How to Grow Tiger Lilies
All lilies are planted in the fall, a month before your first frost. The bulbs need a period of cold weather to stimulate growth in the spring. If you live in zone 9 or further south, you will need to chill your bulbs before planting. Place them in a plastic bag to prevent them from drying out in your refrigerator for about a month before planting them in your garden in the spring, rather than the fall.
Choose a sunny spot in your garden with well-drained soil. Tiger lilies will tolerate some shade but they grow best in full sun which is 6 to 8 hours of sunlight daily. Plant the bulbs 4 inches deep and 8 to 10 inches apart. It is recommended that rather than planting them singly, that you plant them in groups of 3 or 5.
Tiger lilies love sun but prefer to have their roots shaded. A thick layer of mulch will keep the roots cool and moist. You can also plant your bulbs amongst shorter perennials whose foliage will spread and cover the base of your lilies shading their roots.
Thanks to the weight of the flowers, the plants will need to be staked to keep them from falling over. Bloom time is early summer.
After flowering, the plants produce small black bulbits along the stems which look like large seeds but are actually immature bulbs. When ripe, they will fall to the ground and start a new plant. Or you can harvest them yourself and plant them where you want more tiger lilies. Plant these small bulbits 2 inches deep. It will take 3 to 4 years for the bulbits to produce plants large enough to flower.
How to Divide Tiger Lilies
After a few years, you will notice that your tiger lilies are not blooming well. It’s time to divide them! After the foliage dies in the late summer, mark where the plants were. Then in the fall, a month before your first frost, using a garden fork, carefully dig up the bulbs. The bulbs grow similarly to garlic with a main large bulb and then surrounding smaller bulbs that look like cloves of garlic.
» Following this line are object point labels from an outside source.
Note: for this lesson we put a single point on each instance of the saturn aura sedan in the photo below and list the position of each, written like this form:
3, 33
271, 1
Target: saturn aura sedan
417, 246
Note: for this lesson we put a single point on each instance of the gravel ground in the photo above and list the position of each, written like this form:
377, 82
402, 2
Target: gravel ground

Carefully separate the smaller bulbs from the main bulb and replant, 2 inches deep and 8 to 10 inches apart. These smaller bulbs are not planted as deeply as the large mature bulbs you originally planted. The smaller bulbs will take up to 2 years before blooming. After you have separated all of the small bulbs from the large bulbs, replant the large bulbs 4 inches deep and 8 to 10 inches apart.